Cette solution « à la slovaque » reposerait sur une démission d’Andrej Babiš semblable à celle de son ancien homologue Robert Fico en Slovaquie en mars dernier, quelques semaines après l’assassinat du journaliste Ján Kuciak, qui enquêtait sur des affaires de corruption. Sous la pression de la rue et de l’opposition, Robert Fico, tout en conservant la direction du parti social-démocrate SMER, avait été contraint d’abandonner ses fonctions de Premier ministre au profit de son bras droit Peter Pellegrini, permettant ainsi la poursuite de la coalition gouvernementale en place depuis 2016.
Malgré les derniers rebondissements de l’affaire, le mouvement ANO, créé par Andrej Babiš en 2011 et qui reste – avec une confortable avance de 10 à 15 points – la formation préférée des Tchèques selon les sondages, a toutefois toujours fait savoir qu’il restait solidaire de son leader spirituel et qu’il excluait toute autre solution que son maintien au pouvoir.
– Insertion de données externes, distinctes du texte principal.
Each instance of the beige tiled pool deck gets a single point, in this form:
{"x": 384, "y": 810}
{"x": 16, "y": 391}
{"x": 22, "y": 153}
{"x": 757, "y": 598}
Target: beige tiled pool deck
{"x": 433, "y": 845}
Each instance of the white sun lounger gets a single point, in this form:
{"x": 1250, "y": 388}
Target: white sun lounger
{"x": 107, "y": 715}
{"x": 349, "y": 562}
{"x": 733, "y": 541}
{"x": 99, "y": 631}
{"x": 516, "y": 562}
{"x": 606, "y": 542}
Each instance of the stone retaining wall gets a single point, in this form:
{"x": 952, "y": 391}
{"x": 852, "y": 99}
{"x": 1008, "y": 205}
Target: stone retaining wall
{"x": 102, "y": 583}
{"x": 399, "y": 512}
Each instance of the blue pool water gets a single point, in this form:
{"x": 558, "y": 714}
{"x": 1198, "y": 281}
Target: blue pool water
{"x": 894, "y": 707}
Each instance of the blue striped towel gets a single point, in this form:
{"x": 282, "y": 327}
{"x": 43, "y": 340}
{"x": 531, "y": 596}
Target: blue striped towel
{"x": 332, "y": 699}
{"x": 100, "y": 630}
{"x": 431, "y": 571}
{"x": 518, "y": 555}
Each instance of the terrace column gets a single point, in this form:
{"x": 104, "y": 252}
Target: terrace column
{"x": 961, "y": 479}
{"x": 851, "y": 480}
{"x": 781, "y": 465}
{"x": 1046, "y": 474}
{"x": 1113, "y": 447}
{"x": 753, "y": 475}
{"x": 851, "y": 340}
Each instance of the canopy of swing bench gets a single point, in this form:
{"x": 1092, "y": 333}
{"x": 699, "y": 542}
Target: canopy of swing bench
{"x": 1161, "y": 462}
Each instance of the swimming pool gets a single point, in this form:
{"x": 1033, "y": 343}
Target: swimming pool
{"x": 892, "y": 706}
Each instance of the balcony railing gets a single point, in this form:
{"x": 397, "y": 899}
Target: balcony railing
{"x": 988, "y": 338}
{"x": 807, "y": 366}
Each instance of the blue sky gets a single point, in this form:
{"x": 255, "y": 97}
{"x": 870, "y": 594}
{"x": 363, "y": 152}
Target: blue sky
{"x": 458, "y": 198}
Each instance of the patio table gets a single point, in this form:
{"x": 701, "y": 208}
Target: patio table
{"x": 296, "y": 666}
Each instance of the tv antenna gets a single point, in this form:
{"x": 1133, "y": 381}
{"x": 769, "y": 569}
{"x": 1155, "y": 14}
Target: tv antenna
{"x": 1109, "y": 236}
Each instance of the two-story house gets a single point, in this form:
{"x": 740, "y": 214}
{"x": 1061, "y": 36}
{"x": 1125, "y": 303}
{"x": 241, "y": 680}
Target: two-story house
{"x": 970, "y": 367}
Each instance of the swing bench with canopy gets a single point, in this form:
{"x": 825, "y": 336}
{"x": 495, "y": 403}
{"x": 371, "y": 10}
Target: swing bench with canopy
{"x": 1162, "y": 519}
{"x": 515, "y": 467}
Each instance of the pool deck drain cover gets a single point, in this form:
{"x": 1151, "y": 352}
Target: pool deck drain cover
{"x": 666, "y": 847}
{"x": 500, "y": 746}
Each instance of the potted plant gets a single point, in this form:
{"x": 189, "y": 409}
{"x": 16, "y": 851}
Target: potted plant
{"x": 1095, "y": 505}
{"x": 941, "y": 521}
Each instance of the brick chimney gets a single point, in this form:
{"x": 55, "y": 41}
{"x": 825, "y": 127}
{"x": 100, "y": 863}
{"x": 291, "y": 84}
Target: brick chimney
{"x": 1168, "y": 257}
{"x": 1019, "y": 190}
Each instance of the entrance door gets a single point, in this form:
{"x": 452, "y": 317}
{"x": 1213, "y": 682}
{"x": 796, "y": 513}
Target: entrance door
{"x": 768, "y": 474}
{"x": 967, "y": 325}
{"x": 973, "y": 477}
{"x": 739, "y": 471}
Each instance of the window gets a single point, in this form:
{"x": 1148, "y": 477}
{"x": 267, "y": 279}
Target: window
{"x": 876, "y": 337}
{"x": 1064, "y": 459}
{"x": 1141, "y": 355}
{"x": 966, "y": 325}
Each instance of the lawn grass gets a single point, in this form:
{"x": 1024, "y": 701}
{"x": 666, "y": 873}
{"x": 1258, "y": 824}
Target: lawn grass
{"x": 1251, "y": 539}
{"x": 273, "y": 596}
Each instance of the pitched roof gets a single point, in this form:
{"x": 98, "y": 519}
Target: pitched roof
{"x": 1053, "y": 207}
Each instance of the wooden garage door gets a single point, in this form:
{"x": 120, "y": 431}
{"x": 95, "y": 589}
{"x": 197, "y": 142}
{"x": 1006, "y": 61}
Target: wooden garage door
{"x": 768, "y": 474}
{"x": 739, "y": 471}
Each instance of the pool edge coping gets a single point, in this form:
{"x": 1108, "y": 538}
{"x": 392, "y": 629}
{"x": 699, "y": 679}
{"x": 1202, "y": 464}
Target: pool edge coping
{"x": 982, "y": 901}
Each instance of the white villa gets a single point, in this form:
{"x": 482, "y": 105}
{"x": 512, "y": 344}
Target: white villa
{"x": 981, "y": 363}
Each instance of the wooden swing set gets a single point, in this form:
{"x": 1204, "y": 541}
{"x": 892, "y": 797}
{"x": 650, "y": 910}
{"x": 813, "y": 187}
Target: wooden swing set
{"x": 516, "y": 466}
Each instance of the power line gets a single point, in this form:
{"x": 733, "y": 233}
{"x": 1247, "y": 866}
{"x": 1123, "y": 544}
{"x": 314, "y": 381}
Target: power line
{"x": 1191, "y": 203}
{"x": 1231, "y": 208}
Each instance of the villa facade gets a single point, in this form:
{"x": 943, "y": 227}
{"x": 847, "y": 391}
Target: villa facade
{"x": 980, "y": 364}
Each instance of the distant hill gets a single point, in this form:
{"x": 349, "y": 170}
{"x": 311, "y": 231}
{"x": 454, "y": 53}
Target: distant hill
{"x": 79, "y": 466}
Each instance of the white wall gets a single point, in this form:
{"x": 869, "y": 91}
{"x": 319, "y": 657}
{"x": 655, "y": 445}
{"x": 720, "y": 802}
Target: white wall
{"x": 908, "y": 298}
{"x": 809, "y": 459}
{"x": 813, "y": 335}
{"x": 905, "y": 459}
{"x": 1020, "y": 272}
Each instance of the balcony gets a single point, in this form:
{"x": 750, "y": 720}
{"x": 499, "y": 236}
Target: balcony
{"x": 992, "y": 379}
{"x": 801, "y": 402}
De leur côté, les communistes, dont le fonctionnement d’un gouvernement tchèque n’a jamais été aussi dépendant depuis la révolution en 1989, ont eux aussi fait part de leur intention de soutenir la coalition en ne votant pas en faveur de la motion de censure.
L’extrême-droite SPD se dite prête à prendre la relève
Cette répartition des cartes explique pourquoi le chef des sociaux-démocrates Jan Hamáček estime qu’il « n’existe pas de bonne solution » dans la configuration actuelle et compte tenu de la répartition des forces au Parlement. « Une démission comme l’adoption d’une motion de censure ne changeraient rien. Nous serions confrontés soit à une crise constitutionnelle qui entraînerait le pays dans le chaos, soit à un gouvernement qui s’appuierait sur le soutien du SPD », s’est-il dit convaincu. Dirigé par Tomio Okamura, lui aussi ancien businessman reconverti dans les affaires politiques au début des années 2010, le SPD (Liberté et démocratie directe), formation d’extrême droite proche du Rassemblement national de Marine Le Pen qui a réalisé un score de près de 11 % aux dernières législatives, s’est déclaré prêt à prendre le relais du ČSSD au sein de la coalition gouvernementale en cas de mise en retrait de ce dernier.
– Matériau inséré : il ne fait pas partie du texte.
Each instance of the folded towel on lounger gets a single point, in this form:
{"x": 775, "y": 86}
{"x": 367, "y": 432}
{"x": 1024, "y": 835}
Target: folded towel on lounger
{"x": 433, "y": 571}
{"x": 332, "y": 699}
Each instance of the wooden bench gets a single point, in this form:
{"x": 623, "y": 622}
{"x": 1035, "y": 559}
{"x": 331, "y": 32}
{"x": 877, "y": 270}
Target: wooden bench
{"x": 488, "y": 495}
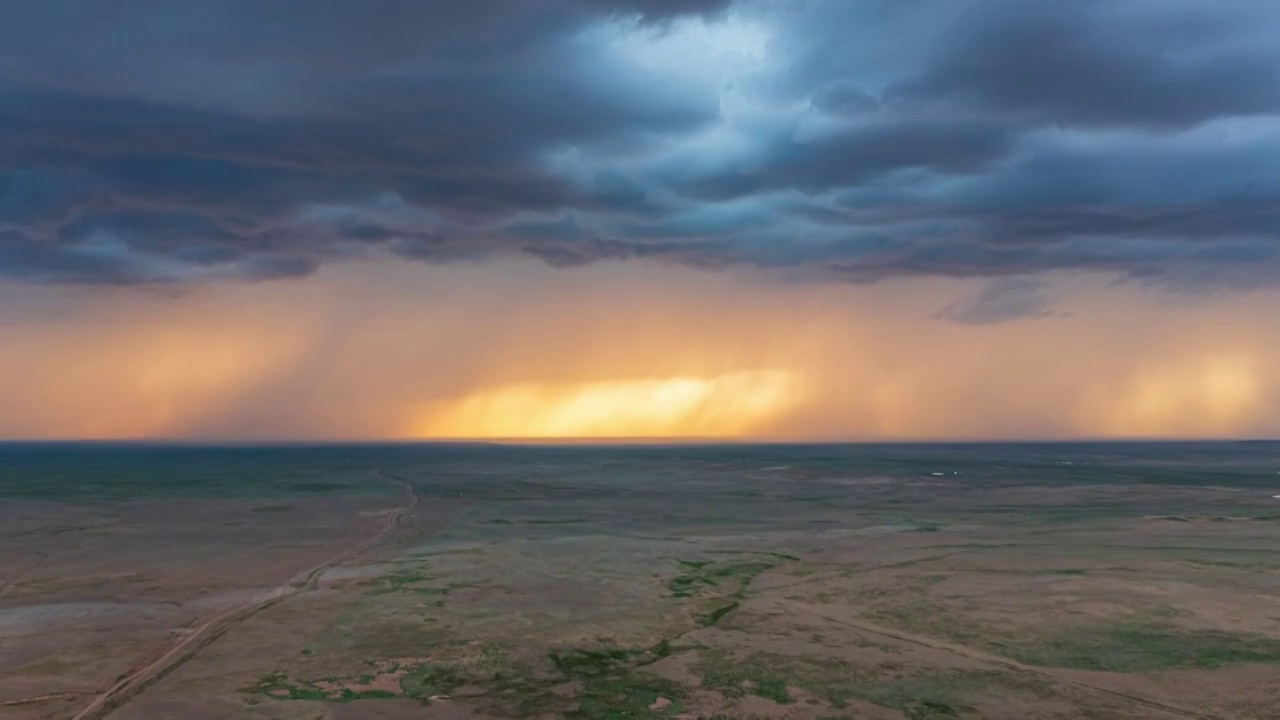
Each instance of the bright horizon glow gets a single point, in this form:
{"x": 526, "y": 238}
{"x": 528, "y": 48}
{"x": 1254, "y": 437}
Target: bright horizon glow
{"x": 730, "y": 405}
{"x": 382, "y": 351}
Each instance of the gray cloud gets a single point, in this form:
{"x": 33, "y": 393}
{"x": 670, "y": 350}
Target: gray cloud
{"x": 156, "y": 142}
{"x": 1000, "y": 301}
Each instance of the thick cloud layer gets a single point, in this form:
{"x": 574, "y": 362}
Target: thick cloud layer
{"x": 147, "y": 141}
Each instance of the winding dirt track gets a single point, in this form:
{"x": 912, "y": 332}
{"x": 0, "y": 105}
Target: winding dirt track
{"x": 192, "y": 641}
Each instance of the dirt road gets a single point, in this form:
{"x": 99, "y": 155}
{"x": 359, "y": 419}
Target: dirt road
{"x": 191, "y": 642}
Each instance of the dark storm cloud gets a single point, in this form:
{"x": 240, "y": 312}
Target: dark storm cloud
{"x": 1001, "y": 301}
{"x": 146, "y": 141}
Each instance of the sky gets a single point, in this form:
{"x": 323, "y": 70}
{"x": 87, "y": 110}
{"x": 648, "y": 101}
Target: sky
{"x": 784, "y": 219}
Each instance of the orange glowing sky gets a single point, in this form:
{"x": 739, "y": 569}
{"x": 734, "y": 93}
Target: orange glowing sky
{"x": 515, "y": 349}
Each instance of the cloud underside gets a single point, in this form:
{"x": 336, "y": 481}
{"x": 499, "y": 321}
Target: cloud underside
{"x": 154, "y": 142}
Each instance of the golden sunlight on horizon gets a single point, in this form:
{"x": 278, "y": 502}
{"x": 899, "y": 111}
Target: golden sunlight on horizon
{"x": 515, "y": 350}
{"x": 725, "y": 406}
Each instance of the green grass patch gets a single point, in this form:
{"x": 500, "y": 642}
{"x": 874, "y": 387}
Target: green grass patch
{"x": 432, "y": 679}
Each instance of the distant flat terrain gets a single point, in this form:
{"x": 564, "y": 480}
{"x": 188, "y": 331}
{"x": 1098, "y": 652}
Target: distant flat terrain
{"x": 1105, "y": 580}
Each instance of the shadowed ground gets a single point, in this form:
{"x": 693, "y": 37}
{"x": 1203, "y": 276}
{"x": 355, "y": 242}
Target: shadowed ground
{"x": 819, "y": 582}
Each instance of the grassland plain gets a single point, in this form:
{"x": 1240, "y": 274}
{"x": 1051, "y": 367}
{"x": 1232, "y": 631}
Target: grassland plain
{"x": 722, "y": 582}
Toujours selon le leader du ČSSD, formation symbole d’une gauche tchèque en perdition ces dernières années (7 % aux législatives, son plus mauvais résultat depuis la fondation du parti en 1921, contre 7,7 % pour le KSČM, son plus faible résultat depuis la chute de l’ancien régime en 1989), la seule solution consisterait en la dissolution de la Chambre des députés et l’organisation d’élections anticipées. Pour cela, le soutien d’au moins 120 députés serait toutefois nécessaire, un cas de figure fortement improbable dans la mesure où le mouvement ANO dispose à lui seul de 78 mandats sur un total de 200 à la Chambre basse.
Cette position ambiguë du ČSSD, dont les derniers sondages laissent à penser qu’il aurait plus à perdre qu’à gagner avec l’organisation de nouvelles élections qui, au contraire, pourraient renforcer les positions du mouvement ANO, des Pirates et du parti conservateur ODS (Parti civique démocrate), fait finalement le jeu d’un Andrej Babiš qui a affirmé, mercredi soir, « ne pas comprendre que la social-démocratie puisse ne pas soutenir son propre gouvernement ». Mais comprenne qui pourra…ou voudra.